CPANDB 0.05 - A bunch of new tricks, and pretty graphs!

Alias on 2009-07-30T15:15:30

The experimental Top 100 website has been working well for the last month, tracking modules and failures in them.

I have, however, had to exclude the CPAN Testers reports of DCOLLINS. In his rush to WTFPWN the top contributors list on CPAN Testers, a number of fairly nasty runs of false FAIL and UNKNOWNs were generated, enough that it was distorting the league table.

However, whatever these were can be fixed, or someone can create a mechanism for tracking which report ids are considered bad, so these can be removed from my stats after the fact.

But now, onwards.

The thing that's been bothering me is that these numbers just feel wrong, or at least naive. It's one thing to say that something depends on 100 modules, but when 30 of these are the twisted internal dependencies of the toolchain, it doesn't necessarily convey the amount of meaning that it should.

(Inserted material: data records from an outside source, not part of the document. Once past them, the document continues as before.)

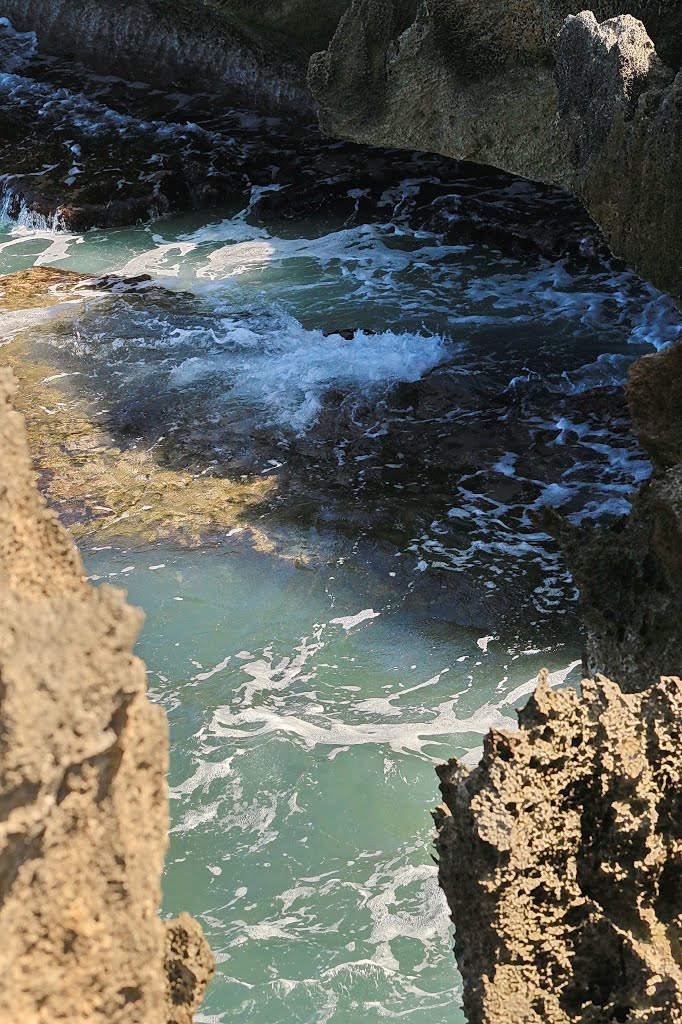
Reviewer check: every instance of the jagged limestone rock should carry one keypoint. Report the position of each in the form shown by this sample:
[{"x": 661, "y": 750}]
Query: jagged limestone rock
[
  {"x": 561, "y": 859},
  {"x": 583, "y": 104},
  {"x": 83, "y": 796},
  {"x": 250, "y": 51}
]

So I've been working on a second-generation graph for CPANDB 0.05, and it has just been uploaded for your consuming pleasure.

Firstly, the new graph merges in a LOT more metadata about distribution, which should allow me to make new and interesting Top 100 lists.

CREATE TABLE distribution ( distribution TEXT NOT NULL PRIMARY KEY, version TEXT NULL, author TEXT NOT NULL, meta INTEGER NOT NULL, license TEXT NULL, release TEXT NOT NULL, uploaded TEXT NOT NULL, pass INTEGER NOT NULL, fail INTEGER NOT NULL, unknown INTEGER NOT NULL, na INTEGER NOT NULL, rating TEXT NULL, ratings INTEGER NOT NULL, weight INTEGER NOT NULL, volatility INTEGER NOT NULL, FOREIGN KEY ( author ) REFERENCES author ( author ) )

You can see a "meta" column, which is a true/false flag for whether or not the distribution has a META.yml file, and a license key for the declared license, which matches the value used to create the "License: " distribution header on search.cpan.org.

The new "rating" and "ratings" columns represent a merge of the CPAN Ratings data. Both the average score, and the number of ratings.

What is more interesting, however, are the dependency tables.

CREATE TABLE requires ( distribution TEXT NOT NULL, module TEXT NOT NULL, version TEXT NULL, phase TEXT NOT NULL, PRIMARY KEY ( distribution, module, phase ), FOREIGN KEY ( distribution ) REFERENCES distribution ( distribution ), FOREIGN KEY ( module ) REFERENCES module ( module ) )

The requires table now tracks, correctly, both the phase ( "runtime", "build", or "configure" ) of the dependency, and the module version that is declared.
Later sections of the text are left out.